Los estudiosos de la realidad rusa no tienen dudas: la rusofobia externa fortalece el discurso de Putin basado en la defensa de la Madre Rusia frente a los ataques que llegan desde el Oeste. Algo muy enraizado en la historia moderna del país, desde Napoleón a Hitler. Los medios de comunicación controlados por el gobierno de Putin no tienen que hacer mucho esfuerzo para captar ejemplos en palabras e imágenes que muestren a la ciudadanía rusa la agresividad occidental contra Rusia.
Ya se sabe que la primera víctima de las guerras es la verdad. Y la mayoría de los medios de comunicación en Europa y Estados Unidos, parecen más interesados en responder la desinformación que tiene lugar en la Rusia actual, que en cuidar el derecho a la información veraz del público. Las informaciones sobre el conflicto en Ucrania yo no se distinguen mucho de las notas de opinión. El esfuerzo por buscar fuentes neutrales y creíbles pareciera ya innecesario. Por ejemplo, al comienzo de los enfrentamientos en el Donbás, cuando ambas partes se acusaban de iniciar los bombardeos, una mirada a los registros del sistema de verificación de la OSCE mostraba que los impactos de proyectiles tenían lugar en ambos lados. O, de igual forma, las informaciones sobre el ataque a la central nuclear de Zaporiyia no fueron precisamente imparciales, cuando era perfectamente posible buscar en la OIEA (Organismo Internacional de Energía Atómica) la información sobre el verdadero nivel de riesgo del ataque. Un funcionario de la OIEA relativizó fuertemente las informaciones alarmistas emitidas por Estados Unidos. Copiar al dictado los partes de guerra del comando militar ucraniano no siempre otorga buenos resultados, sobre todo en Rusia.
Algo semejante ocurre en algunos medios académicos, cuando, tratando de mostrar su erudición, describen el karma de una Rusia condenada a constituir un imperio agresivo por los siglos de los siglos. Según ese relato, Rusia nunca dejaría de ser una dictadura postzarista. Algo así como decir que el pasado segregacionista de Sudáfrica condenara a esa nación a serlo para siempre, como si la victoria de Nelson Mandela no hubiera sucedido, estableciendo claramente un antes y un después. Con la Federación Rusa sucede lo mismo. Cuesta trabajo encontrar en las informaciones sobre Rusia algo que refiera al hecho de que, lejos de haber mantenido el sistema político dictatorial de la Unión Soviética, tuvo lugar el corte histórico que significó la Constitución democrática de 1993, aprobada en referéndum por una amplia mayoría de su población.

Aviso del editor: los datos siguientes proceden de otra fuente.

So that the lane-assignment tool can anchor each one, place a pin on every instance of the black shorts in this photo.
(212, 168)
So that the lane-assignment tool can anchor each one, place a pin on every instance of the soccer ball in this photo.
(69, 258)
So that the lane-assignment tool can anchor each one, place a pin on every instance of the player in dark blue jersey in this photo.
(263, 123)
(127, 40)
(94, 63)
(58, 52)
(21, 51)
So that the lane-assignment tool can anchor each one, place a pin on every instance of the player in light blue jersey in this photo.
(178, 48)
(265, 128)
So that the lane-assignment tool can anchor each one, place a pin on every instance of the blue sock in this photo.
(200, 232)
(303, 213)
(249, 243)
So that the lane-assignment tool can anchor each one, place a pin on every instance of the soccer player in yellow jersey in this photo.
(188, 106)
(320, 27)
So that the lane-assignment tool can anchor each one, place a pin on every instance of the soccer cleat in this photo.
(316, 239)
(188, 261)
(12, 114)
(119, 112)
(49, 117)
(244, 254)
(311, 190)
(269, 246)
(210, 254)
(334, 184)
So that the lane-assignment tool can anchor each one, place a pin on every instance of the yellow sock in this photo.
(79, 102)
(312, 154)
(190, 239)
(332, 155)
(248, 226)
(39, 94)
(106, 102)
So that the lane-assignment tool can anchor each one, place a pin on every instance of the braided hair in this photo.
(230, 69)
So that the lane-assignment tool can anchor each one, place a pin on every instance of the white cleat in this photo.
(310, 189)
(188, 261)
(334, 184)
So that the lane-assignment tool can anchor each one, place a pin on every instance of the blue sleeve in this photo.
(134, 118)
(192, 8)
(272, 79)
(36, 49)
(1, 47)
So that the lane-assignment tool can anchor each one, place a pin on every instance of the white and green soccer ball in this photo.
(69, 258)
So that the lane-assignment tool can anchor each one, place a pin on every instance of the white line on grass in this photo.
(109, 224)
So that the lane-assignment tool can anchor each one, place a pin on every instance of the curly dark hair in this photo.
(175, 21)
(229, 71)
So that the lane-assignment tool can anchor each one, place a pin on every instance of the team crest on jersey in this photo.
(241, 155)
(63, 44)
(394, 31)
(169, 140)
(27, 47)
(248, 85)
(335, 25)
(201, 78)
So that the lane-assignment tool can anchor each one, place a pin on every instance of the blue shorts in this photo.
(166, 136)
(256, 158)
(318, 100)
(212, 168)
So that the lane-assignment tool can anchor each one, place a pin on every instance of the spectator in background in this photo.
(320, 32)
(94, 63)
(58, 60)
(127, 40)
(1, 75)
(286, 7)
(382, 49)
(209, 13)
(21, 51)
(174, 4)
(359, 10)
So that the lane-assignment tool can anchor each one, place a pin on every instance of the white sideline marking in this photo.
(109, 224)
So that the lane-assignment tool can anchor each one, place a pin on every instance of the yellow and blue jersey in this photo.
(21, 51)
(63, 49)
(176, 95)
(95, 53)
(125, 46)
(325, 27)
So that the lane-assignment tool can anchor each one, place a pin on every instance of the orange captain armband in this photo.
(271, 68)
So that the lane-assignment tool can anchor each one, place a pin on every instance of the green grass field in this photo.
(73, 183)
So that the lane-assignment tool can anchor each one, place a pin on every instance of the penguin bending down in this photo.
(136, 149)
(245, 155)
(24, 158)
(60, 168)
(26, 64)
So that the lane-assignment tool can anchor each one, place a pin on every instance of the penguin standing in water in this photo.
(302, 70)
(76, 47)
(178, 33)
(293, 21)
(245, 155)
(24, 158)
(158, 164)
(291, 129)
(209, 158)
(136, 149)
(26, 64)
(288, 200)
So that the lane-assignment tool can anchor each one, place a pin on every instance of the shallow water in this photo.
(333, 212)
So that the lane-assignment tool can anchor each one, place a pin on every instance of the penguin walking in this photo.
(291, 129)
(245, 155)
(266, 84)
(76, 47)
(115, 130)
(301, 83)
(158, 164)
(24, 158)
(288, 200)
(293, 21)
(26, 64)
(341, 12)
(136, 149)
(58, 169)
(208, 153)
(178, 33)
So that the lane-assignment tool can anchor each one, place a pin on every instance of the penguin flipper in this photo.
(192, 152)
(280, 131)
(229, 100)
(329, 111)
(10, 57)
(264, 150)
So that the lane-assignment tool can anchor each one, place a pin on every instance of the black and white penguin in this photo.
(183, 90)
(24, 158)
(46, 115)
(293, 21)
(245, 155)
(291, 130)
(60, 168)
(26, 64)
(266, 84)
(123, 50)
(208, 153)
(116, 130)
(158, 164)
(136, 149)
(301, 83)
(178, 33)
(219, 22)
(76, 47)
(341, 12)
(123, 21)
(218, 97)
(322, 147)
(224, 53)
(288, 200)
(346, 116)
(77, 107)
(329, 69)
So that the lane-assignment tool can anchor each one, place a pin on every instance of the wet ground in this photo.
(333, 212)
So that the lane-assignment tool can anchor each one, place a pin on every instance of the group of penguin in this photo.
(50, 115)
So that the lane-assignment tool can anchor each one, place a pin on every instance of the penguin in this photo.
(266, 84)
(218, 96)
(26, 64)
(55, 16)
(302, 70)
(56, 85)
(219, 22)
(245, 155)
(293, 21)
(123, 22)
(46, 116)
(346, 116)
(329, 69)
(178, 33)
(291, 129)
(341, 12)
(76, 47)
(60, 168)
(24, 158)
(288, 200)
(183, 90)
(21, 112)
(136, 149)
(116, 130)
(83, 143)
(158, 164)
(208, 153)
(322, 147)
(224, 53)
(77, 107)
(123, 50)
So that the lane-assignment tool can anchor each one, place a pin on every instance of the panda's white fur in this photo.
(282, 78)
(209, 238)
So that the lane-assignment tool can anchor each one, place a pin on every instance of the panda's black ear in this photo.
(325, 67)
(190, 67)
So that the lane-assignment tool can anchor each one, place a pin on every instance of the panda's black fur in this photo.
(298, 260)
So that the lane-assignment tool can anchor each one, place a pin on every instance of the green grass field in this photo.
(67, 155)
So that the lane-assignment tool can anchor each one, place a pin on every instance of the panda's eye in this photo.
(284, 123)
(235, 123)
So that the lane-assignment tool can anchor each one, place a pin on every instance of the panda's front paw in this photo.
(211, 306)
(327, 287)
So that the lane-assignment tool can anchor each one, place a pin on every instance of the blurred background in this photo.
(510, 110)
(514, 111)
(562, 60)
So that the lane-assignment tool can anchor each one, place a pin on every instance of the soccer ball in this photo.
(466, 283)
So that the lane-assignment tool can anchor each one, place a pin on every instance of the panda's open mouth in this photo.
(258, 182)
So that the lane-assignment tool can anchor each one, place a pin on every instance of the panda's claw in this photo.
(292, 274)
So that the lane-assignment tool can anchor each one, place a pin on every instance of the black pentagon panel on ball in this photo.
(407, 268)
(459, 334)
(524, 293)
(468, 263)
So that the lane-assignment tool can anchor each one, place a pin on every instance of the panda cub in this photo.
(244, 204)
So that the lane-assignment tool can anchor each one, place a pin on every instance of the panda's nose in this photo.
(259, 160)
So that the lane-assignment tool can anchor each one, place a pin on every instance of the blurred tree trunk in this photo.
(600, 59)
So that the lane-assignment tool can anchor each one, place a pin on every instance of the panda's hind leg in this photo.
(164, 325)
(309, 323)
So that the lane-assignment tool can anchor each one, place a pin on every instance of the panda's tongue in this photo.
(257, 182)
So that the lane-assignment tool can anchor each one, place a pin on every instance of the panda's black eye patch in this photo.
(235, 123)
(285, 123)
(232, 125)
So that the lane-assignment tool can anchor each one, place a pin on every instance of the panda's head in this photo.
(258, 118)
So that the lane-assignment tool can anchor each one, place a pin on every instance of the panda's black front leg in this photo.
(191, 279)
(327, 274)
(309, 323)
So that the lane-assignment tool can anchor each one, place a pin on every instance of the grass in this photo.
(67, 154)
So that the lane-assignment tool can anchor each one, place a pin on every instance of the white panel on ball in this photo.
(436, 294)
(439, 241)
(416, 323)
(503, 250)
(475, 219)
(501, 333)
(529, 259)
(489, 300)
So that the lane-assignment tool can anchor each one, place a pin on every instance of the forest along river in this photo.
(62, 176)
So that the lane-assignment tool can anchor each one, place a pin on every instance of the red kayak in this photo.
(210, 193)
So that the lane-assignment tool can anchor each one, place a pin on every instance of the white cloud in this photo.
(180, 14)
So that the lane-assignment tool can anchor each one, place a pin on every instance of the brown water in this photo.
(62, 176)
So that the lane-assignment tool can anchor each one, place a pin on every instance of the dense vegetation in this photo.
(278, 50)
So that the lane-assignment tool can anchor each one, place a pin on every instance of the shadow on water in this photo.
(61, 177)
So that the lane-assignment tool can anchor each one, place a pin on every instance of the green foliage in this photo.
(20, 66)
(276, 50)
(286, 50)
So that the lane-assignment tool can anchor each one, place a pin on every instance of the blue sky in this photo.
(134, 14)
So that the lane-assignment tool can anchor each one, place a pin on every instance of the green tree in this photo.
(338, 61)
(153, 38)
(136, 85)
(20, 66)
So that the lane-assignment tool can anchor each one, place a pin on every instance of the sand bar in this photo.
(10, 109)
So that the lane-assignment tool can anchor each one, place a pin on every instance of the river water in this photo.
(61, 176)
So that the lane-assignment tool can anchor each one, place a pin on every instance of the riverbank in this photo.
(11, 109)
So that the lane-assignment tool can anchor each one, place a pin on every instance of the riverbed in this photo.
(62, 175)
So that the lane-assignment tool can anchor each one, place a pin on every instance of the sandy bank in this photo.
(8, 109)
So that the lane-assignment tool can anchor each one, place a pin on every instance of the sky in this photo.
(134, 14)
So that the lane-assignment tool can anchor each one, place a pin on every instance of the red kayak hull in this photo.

Parece que es más sencillo hablar de dictadura en la Rusia actual, que detenerse a pensar cual ha sido el camino por el que una carta fundamental estrictamente democrática no consiguió levantar una institucionalidad acorde con sus principios. Desde luego, es un proceso complejo el que ha conducido hacia una “democracia soberana” como la actual. Pero es imprescindible reconocerlo si se quiere distinguir los intereses de la democracia política en Rusia de los que persigue el autócrata Putin. Rusia no está condenada a ser una democracia fallida por el resto de este siglo. Pero acabará siéndolo si la narrativa sobre Rusia la redactan los halcones en Estados Unidos y Europa (y no digamos el complejo industrial-militar, directamente interesado en esa Rusia autoritaria). En este contexto, hay que utilizar cualquier acontecimiento para separar a Putin del sistema político ruso. Y podría ser que la condenable invasión de Ucrania pudiera traducirse en el principio de su final político. Si es que, entre otras cosas, fuéramos capaces en occidente de abandonar esa grosera rusofobia que nos envuelve.